AngII induces neovessels to sprout by activating AGGF1. A) Neovessels sprout from aortic rings of WT mice treated with control water. B) Neovessels sprout from aortic rings of WT mice treated with AngII (10 μg/ml or 9.56 μM). C) Neovessels sprout from aortic rings of Aggf1^+/− mice treated with control elution buffer. D) Neovessels sprout from aortic rings of Aggf1^+/− mice treated with AngII (10 μg/ml or 9.56 μM). E) Neovessels sprout from aortic rings of Aggf1^+/− mice treated with AngII (10 μg/ml or 9.56 μM) and AGGF1 (5 μg/ml).

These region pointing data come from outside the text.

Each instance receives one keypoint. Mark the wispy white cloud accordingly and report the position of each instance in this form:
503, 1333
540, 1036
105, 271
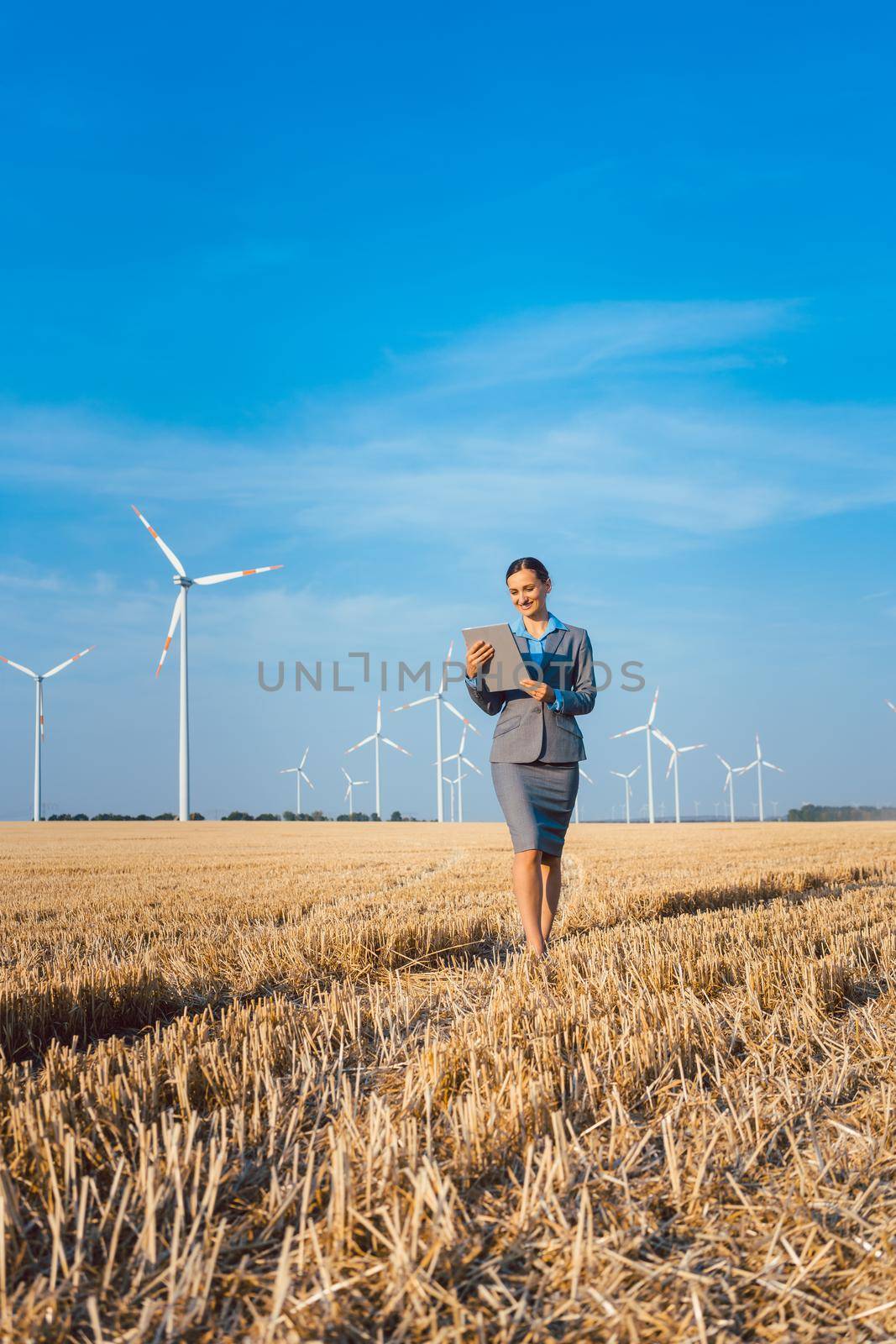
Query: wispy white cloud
575, 342
452, 445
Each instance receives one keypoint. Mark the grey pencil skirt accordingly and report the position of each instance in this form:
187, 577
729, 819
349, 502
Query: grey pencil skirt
537, 800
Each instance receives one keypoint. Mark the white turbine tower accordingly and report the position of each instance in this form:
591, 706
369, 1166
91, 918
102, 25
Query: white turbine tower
673, 761
758, 764
728, 784
349, 795
647, 729
38, 719
627, 779
378, 737
452, 785
298, 770
181, 615
461, 759
438, 696
575, 811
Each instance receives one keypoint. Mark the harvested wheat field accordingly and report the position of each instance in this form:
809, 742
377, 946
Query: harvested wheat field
300, 1082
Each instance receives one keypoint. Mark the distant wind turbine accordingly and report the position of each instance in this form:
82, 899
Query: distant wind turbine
758, 764
458, 756
647, 729
349, 793
438, 696
378, 737
627, 783
298, 770
575, 811
728, 784
181, 615
452, 785
673, 761
38, 719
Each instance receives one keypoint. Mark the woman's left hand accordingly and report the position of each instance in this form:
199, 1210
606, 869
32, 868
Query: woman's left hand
537, 690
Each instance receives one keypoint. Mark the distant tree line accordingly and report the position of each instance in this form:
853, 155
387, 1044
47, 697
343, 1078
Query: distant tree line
117, 816
231, 816
817, 812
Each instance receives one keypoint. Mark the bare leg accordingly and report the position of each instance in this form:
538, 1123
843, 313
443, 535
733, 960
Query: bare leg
551, 887
528, 891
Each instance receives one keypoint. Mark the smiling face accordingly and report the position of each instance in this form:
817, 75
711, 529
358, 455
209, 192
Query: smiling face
530, 595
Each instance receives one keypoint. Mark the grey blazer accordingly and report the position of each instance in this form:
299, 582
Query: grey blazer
530, 730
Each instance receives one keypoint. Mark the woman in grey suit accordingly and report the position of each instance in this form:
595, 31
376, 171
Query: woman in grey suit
537, 745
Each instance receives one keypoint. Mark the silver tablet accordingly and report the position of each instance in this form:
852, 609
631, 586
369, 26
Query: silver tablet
506, 667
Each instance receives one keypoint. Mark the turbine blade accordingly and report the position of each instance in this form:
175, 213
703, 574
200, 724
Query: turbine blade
73, 659
237, 575
362, 743
175, 618
156, 537
19, 667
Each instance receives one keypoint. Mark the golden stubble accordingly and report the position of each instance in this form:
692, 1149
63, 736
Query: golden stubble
301, 1082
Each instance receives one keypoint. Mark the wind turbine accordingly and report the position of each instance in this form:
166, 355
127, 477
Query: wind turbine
575, 811
298, 770
438, 696
38, 718
181, 615
645, 727
378, 737
458, 756
758, 764
349, 795
452, 784
627, 777
728, 784
673, 761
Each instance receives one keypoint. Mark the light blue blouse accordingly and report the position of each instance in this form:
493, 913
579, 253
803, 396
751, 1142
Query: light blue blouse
537, 651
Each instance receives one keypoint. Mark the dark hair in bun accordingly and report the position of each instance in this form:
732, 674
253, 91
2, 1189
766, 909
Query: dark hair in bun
528, 562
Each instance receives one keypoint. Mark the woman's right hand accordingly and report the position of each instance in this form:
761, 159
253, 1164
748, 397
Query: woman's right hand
477, 655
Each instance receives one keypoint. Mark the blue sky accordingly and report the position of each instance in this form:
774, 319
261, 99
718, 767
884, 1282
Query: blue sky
391, 297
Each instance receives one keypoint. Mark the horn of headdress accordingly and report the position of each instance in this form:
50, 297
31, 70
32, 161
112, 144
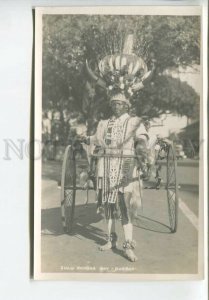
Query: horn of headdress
145, 79
99, 81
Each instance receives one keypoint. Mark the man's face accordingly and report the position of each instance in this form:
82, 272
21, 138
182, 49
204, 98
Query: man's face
119, 108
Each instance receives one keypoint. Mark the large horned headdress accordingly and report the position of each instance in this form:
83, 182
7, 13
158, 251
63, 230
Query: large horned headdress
122, 73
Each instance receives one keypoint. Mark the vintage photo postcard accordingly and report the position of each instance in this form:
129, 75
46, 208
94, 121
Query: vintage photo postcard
119, 147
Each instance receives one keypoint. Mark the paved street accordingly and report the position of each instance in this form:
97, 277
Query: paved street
158, 250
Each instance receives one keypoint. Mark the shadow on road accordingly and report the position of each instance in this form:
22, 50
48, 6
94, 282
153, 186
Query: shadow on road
151, 225
85, 216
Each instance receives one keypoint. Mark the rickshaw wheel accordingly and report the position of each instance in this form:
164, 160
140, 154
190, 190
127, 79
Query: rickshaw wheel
68, 189
172, 188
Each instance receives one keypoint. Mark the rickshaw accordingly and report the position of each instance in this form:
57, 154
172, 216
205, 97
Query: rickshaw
78, 174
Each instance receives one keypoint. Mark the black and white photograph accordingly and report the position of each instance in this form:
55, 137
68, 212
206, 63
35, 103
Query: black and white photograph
119, 143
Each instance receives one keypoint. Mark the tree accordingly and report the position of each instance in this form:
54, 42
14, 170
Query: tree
68, 40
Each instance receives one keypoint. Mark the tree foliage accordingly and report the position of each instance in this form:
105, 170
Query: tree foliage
68, 40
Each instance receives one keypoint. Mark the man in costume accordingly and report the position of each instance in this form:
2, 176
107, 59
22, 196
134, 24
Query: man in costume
121, 143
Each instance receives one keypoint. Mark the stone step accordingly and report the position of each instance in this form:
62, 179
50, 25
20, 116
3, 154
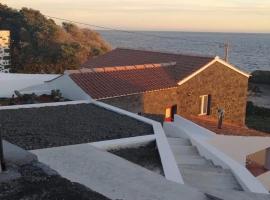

Scale bar, 200 μm . F) Quantitative data for sprout areas. ***P < 0.001, ****P < 0.0001 (n = 3).

Figure 9

AGGF1 signaling does not crosstalk with VEGF-A signaling. A) HUVECs were transfected with siRNA for VEGFR2 (siVEGFR2), treated with AngII (10 μg/ml/9.56 μM), and used for Western blot analysis to measure the level of AGGF1. B) HUVECs were transfected with siRNA for VEGFR2 (siVEGFR2), treated with AngII (10 μg/ml or 9.56 μM), and used for real-time RT-PCR analysis to measure the level of AGGF1 mRNA. C) HUVECs were transfected with siRNA for AGGF1 (siAGGF1), treated with AngII (10 μg/ml or 9.56 μM), and used for real-time RT-PCR analysis to measure the level of VEGFR2 mRNA. D) HUVECs were transfected with siRNA for AGGF1 (siAGGF1), treated with AngII (10 μg/ml or 9.56 μM), and used for real-time RT-PCR analysis to measure the level of VEGFA mRNA. NS, not significant. *P < 0.05, ***P < 0.001 (n = 3).